Among the key things areas of agreement among both insurance and government participants in the White House meeting is the need to actively support enactment and enforcement of strong building codes and voluntary mitigation standards (such as IBHS’ FORTIFIED programs), that are based on sound building science. IBHS member insurance and reinsurance companies have created a world-class, state-of-the-art Research Center to study the performance of building materials and building systems, as well as construction practices and techniques. This research directly informs IBHS’ FORTIFIED programs and IBHS submissions to improve building codes. The goal of IBHS research is to create safer, stronger communities.
“The U.S. Department of Homeland Security (DHS) has identified IBHS’ FORTIFIED standards as the sole criteria for its new Resilience STARTM pilot project. IBHS looks forward to continue working with the White House and DHS, as well as other key federal agencies, including the U.S. Department of Housing and Urban Development and the Federal Emergency Management Agency, to identify effective adaptation solutions to increase the resilience of homes, businesses, and communities in our country,” concluded Rochman.

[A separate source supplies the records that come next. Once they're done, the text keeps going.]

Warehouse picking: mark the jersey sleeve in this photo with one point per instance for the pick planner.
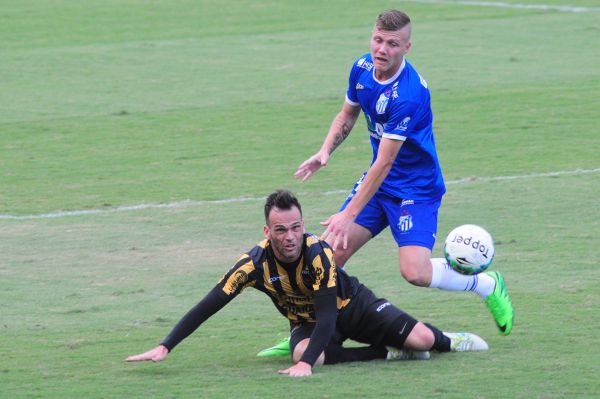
(240, 276)
(322, 266)
(401, 121)
(351, 94)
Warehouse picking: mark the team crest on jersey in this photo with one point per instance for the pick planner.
(404, 124)
(405, 221)
(382, 101)
(395, 91)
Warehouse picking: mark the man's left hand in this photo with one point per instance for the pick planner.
(338, 229)
(300, 369)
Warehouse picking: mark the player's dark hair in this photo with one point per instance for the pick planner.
(282, 199)
(392, 20)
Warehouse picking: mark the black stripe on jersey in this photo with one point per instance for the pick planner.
(273, 274)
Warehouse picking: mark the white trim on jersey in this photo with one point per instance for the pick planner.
(390, 80)
(351, 102)
(393, 136)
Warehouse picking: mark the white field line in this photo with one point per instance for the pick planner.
(187, 203)
(502, 4)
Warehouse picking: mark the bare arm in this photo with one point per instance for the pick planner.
(340, 128)
(339, 224)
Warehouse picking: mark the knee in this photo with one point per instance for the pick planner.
(415, 271)
(299, 350)
(420, 338)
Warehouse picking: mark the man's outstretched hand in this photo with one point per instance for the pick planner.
(156, 355)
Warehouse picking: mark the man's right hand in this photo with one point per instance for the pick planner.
(311, 165)
(156, 355)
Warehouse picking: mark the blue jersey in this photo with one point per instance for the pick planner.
(400, 109)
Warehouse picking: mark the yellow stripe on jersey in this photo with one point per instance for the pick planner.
(239, 279)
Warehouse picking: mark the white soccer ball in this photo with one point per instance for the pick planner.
(469, 249)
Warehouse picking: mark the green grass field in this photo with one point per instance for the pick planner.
(196, 110)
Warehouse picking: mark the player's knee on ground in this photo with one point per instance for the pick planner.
(415, 265)
(421, 338)
(299, 351)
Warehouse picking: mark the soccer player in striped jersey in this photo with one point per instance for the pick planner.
(323, 304)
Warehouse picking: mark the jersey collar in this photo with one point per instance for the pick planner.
(390, 80)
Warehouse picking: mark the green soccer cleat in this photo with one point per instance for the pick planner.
(406, 354)
(499, 304)
(281, 349)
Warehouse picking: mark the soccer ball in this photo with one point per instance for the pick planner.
(469, 249)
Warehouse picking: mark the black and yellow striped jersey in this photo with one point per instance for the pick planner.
(291, 287)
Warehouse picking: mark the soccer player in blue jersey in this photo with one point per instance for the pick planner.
(404, 185)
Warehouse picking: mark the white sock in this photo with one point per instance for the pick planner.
(446, 278)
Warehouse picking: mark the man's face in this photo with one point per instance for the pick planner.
(387, 50)
(285, 230)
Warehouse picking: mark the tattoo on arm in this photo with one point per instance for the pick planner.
(340, 137)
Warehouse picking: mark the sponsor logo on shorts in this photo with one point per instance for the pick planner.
(405, 221)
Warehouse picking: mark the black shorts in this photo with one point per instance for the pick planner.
(366, 319)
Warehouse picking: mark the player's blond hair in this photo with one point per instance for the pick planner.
(392, 20)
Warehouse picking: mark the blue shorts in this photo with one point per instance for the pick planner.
(412, 222)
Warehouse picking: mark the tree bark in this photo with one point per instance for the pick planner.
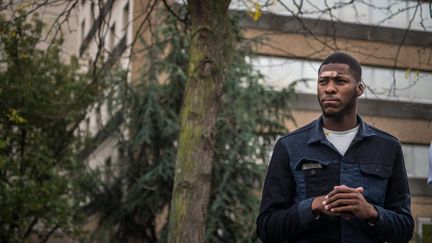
(210, 51)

About The Insurance Institute for Business & Home Safety (IBHS)
IBHS is an independent, nonprofit, scientific research and communications organization supported by the property insurance industry. The organization works to reduce the social and economic effects of natural disasters and other risks on residential and commercial property by conducting building science research and advocating improved construction, maintenance and preparedness practices.